Don’t get me wrong. I’ve made a case for technology. Its here to stay and we have to educate ourselves on how well we can use it. We have to learn the most optimal way to embrace it.
OK, let me be real here. I’m not on Facebook because its not a place where I can be authentic about my ambivalence on life’s purpose and display my anxiety about my future as a writer. I’m not on any Social Media because I sit at home most weekends and don’t get invited to or host awesome parties. My life is not a highlight reel of my spectacular children and the splendid vacations we’re taking.

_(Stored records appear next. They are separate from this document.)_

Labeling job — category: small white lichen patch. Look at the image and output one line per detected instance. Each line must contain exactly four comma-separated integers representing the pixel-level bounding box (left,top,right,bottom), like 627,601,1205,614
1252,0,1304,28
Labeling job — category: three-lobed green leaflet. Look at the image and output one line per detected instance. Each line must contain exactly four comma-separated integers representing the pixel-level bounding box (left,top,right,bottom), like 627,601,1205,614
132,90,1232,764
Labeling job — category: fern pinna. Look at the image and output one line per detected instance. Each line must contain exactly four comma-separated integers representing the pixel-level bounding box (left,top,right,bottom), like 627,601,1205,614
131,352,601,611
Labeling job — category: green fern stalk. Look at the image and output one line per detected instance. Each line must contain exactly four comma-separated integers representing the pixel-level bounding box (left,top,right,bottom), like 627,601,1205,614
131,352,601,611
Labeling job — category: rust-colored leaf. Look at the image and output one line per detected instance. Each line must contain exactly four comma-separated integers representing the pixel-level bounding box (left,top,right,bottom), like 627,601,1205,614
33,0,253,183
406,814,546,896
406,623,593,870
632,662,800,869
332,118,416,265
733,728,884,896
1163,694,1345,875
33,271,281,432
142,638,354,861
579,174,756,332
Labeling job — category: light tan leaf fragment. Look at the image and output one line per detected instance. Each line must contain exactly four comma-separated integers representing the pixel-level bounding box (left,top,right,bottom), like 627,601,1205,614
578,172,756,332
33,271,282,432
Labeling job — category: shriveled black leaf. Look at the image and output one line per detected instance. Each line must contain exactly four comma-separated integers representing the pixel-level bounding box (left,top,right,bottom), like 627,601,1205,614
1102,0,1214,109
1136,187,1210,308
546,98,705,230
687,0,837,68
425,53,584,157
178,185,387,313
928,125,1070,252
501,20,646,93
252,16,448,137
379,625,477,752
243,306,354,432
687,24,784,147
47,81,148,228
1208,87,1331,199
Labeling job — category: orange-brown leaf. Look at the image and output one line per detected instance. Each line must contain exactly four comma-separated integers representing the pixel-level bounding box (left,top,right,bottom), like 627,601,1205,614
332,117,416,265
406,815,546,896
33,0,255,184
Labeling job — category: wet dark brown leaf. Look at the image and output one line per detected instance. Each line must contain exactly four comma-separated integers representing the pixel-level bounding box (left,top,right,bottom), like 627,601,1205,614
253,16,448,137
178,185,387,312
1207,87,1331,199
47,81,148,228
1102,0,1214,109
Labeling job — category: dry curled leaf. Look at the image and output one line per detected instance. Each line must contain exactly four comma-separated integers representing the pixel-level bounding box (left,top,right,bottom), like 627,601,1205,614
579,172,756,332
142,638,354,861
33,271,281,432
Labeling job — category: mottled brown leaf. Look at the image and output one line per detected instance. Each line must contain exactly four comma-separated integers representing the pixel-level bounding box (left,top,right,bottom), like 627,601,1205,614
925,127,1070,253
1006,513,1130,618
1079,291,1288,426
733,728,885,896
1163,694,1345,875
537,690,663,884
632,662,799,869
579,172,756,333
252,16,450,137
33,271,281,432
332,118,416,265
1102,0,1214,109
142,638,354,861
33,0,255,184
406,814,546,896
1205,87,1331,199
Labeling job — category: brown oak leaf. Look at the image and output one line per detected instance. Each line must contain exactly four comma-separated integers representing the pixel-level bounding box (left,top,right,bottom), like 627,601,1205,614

Simply put, I can’t keep up with my brand value on the internet all the time, and so, I sit out of the competition.
I’m afraid, technology is enabling us to live like mediocre pieces of shit and get away with it, because we’re all “so busy”. My point is, we all are telling ourselves that doing something constantly with our time is a way of our modern lives. But, its not true. There’s nothing on the other side of the screen that’s more important than what’s happening in our real life now. Its in our hands to avoid addiction to technology. Its in our hands to stop consuming everything that meets the eye, to take back the control and to stop living in the margins. If not, we won’t make any real friends now, who will later Facebook live stream our funeral.
Technology is just a tool. In terms of getting the kids working together and motivating them, the teacher is the most important.